Amor y Amistad con base en los principios cristianos

El verdadero amor es una iniciativa divina. Como Jesús permanece en el mandato del Padre o en otras palabras ha guardado los mandamientos del Padre así nos pide que guardemos el mandamiento fundamental, el del Amor; pero no cualquier amor, el amor-sacrificio, no a la medida de cualquier persona, aunque sea servidora de la Iglesia, a la medida de Él quien lo dio todo por amor.

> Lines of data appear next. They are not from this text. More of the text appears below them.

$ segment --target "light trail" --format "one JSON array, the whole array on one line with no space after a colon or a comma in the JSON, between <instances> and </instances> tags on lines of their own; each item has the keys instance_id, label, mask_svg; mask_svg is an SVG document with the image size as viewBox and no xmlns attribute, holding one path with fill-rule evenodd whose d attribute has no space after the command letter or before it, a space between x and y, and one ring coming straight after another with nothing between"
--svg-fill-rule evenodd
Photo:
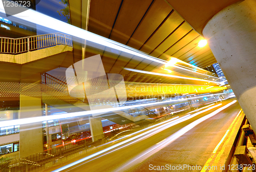
<instances>
[{"instance_id":1,"label":"light trail","mask_svg":"<svg viewBox=\"0 0 256 172\"><path fill-rule=\"evenodd\" d=\"M233 101L233 102L234 102L233 103L234 103L235 102L237 102L237 101ZM233 102L232 102L231 103L233 103ZM229 104L230 104L230 103L229 103ZM229 105L229 104L228 104L228 105ZM208 109L207 109L206 110L207 110L206 111L208 111L208 110L210 110L210 109L211 109L212 108L216 108L216 107L218 107L218 106L220 106L221 105L222 105L221 104L219 104L218 105L212 107L211 108L208 108ZM226 105L226 106L227 106L227 105ZM217 111L218 111L218 110ZM163 130L165 130L165 129L166 129L170 127L172 127L172 126L175 126L175 125L176 125L177 124L181 123L181 122L182 122L183 121L186 121L187 120L188 120L188 119L193 118L193 117L195 117L195 116L196 116L196 115L198 115L198 114L199 114L200 113L205 112L206 112L206 111L204 110L204 111L202 111L202 112L199 112L198 113L196 113L196 114L197 114L196 115L193 114L193 115L191 115L189 114L189 115L184 116L183 117L180 117L180 118L179 118L178 119L177 119L176 120L173 120L173 121L169 121L168 122L165 123L165 124L164 124L163 125L161 125L160 126L156 127L156 128L155 128L154 129L151 129L150 130L147 131L145 132L144 133L141 133L141 134L139 134L138 135L135 136L134 136L134 137L133 137L132 138L129 138L129 139L127 139L126 140L123 141L122 141L122 142L121 142L120 143L117 143L117 144L116 144L115 145L113 145L113 146L111 146L110 148L108 148L105 149L104 149L103 150L99 151L99 152L97 152L96 153L95 153L95 154L92 154L91 155L90 155L90 156L88 156L87 157L85 157L85 158L83 158L82 159L80 159L80 160L78 160L78 161L77 161L76 162L73 162L72 163L70 163L69 165L66 165L66 166L65 166L63 167L59 168L58 168L58 169L56 169L55 170L53 171L53 172L60 171L63 170L64 170L65 169L67 169L68 168L71 167L72 166L78 164L79 164L79 163L80 163L81 162L83 162L84 161L89 160L89 159L90 159L91 158L94 158L94 157L96 157L96 156L97 156L98 155L99 155L101 154L103 154L103 153L106 153L106 152L108 152L109 151L110 151L110 150L112 150L112 149L113 149L114 148L116 148L118 147L118 146L119 146L120 145L123 145L123 144L124 144L125 143L127 143L127 142L129 142L130 141L133 141L133 140L134 140L135 139L139 138L139 137L143 136L143 137L142 137L141 138L140 138L138 140L134 140L132 143L129 143L128 145L130 145L131 144L134 143L135 143L136 142L138 142L138 141L140 141L141 140L143 140L143 139L146 139L146 138L148 138L149 137L151 137L151 136L152 136L153 135L157 134L157 133L159 133L160 132L161 132L161 131L163 131ZM200 113L200 112L201 112L201 113ZM151 127L155 127L155 126L151 126ZM146 128L145 129L147 129L147 128ZM133 134L135 134L135 133L133 133ZM164 141L164 142L165 142L165 141ZM162 144L160 144L160 145L162 145ZM121 148L118 148L118 149L117 149L116 150L114 150L113 151L111 151L111 152L113 152L113 151L116 151L117 150L119 150L119 149L120 149L121 148L124 148L125 146L127 146L127 145L124 145L124 146L122 146ZM104 155L109 154L111 152L107 153L106 153Z\"/></svg>"},{"instance_id":2,"label":"light trail","mask_svg":"<svg viewBox=\"0 0 256 172\"><path fill-rule=\"evenodd\" d=\"M144 71L144 70L138 70L138 69L131 69L131 68L126 68L126 67L124 67L124 69L125 70L127 70L132 71L134 71L136 72L143 73L153 75L157 75L157 76L159 76L167 77L170 77L170 78L181 78L181 79L186 79L186 80L203 81L203 82L212 82L214 83L220 84L220 83L218 82L212 81L210 81L210 80L204 80L204 79L198 79L198 78L188 78L188 77L177 76L176 75L156 73L156 72L153 72L152 71Z\"/></svg>"},{"instance_id":3,"label":"light trail","mask_svg":"<svg viewBox=\"0 0 256 172\"><path fill-rule=\"evenodd\" d=\"M25 7L19 7L19 8L22 8ZM25 9L26 8L25 8ZM2 2L0 3L0 12L4 14L6 13ZM156 62L160 64L166 65L168 62L167 61L149 56L138 50L133 48L126 45L93 34L82 29L77 28L71 24L48 16L46 15L39 13L32 9L29 9L22 13L13 15L13 16L17 17L18 19L28 21L32 23L35 23L48 28L48 29L58 31L58 32L60 32L66 34L80 38L100 45L113 48L121 52L125 52L134 56L137 56L144 59ZM12 17L13 18L12 18L11 16L11 18L14 21L20 22L20 20L15 19L14 17ZM28 22L26 22L26 24L32 28L34 27L34 26L31 26L32 24ZM184 62L183 62L183 63ZM189 63L188 63L188 65L191 65L191 64ZM177 66L175 66L175 67L177 67ZM198 68L196 66L194 67ZM185 69L182 68L182 69ZM205 75L204 74L200 73L198 73ZM208 76L212 77L210 76Z\"/></svg>"},{"instance_id":4,"label":"light trail","mask_svg":"<svg viewBox=\"0 0 256 172\"><path fill-rule=\"evenodd\" d=\"M224 93L223 93L224 94ZM118 107L114 107L107 109L97 109L97 110L92 110L90 111L81 111L81 112L71 112L68 113L61 113L59 114L56 114L54 115L49 115L49 116L38 116L38 117L34 117L31 118L22 118L18 119L14 119L14 120L9 120L6 121L0 121L0 127L8 127L11 126L15 126L15 125L20 125L24 124L32 124L34 122L42 122L44 121L50 120L54 120L54 119L59 119L66 118L69 117L77 117L80 116L84 116L84 115L91 115L92 114L95 114L99 113L106 113L109 112L114 112L115 111L118 110L122 110L124 109L127 109L130 108L137 108L139 107L147 107L150 106L154 106L156 105L160 105L162 104L166 104L168 103L175 102L180 102L182 101L187 101L189 100L193 100L193 99L198 99L200 97L203 97L209 96L213 96L214 94L209 94L209 95L204 95L203 96L199 96L193 97L189 97L183 99L182 100L169 100L166 101L164 102L154 102L154 103L150 103L147 104L139 104L139 105L134 105L131 106L122 106Z\"/></svg>"},{"instance_id":5,"label":"light trail","mask_svg":"<svg viewBox=\"0 0 256 172\"><path fill-rule=\"evenodd\" d=\"M229 104L222 107L221 108L219 108L218 110L215 111L214 112L189 124L186 127L183 128L175 133L166 138L165 140L163 140L163 141L161 141L160 142L158 143L158 143L158 144L157 144L157 145L155 145L152 146L147 150L144 151L144 152L140 154L139 155L135 158L132 161L126 164L125 166L123 166L121 167L116 169L115 171L124 171L135 164L137 164L139 163L142 162L142 161L151 156L152 155L155 154L157 152L159 151L163 148L165 148L165 146L174 141L177 138L186 133L190 130L194 128L199 124L216 115L221 111L228 108L229 106L232 105L237 102L237 100L233 101L232 102L229 103Z\"/></svg>"}]
</instances>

El amor de Jesús ha cambiado las relaciones con los discípulos y con sus apóstoles; lo normal sería que siempre mantuvieran dicho rol u oficio: ser discípulos, alumnos, novicios; pero no, Jesús ahora los llama amigos, lo cual supone igualdad de ventaja e intereses; pero no todo termina allí.

Ahora nos toca a nosotros mantener dichas relaciones de amistad. Es que las relaciones entre los creyentes o seguidores de Jesucristo deben estar consolidadas en el amor-amistad, en la igualdad, en la mutua entrega y sacrificio.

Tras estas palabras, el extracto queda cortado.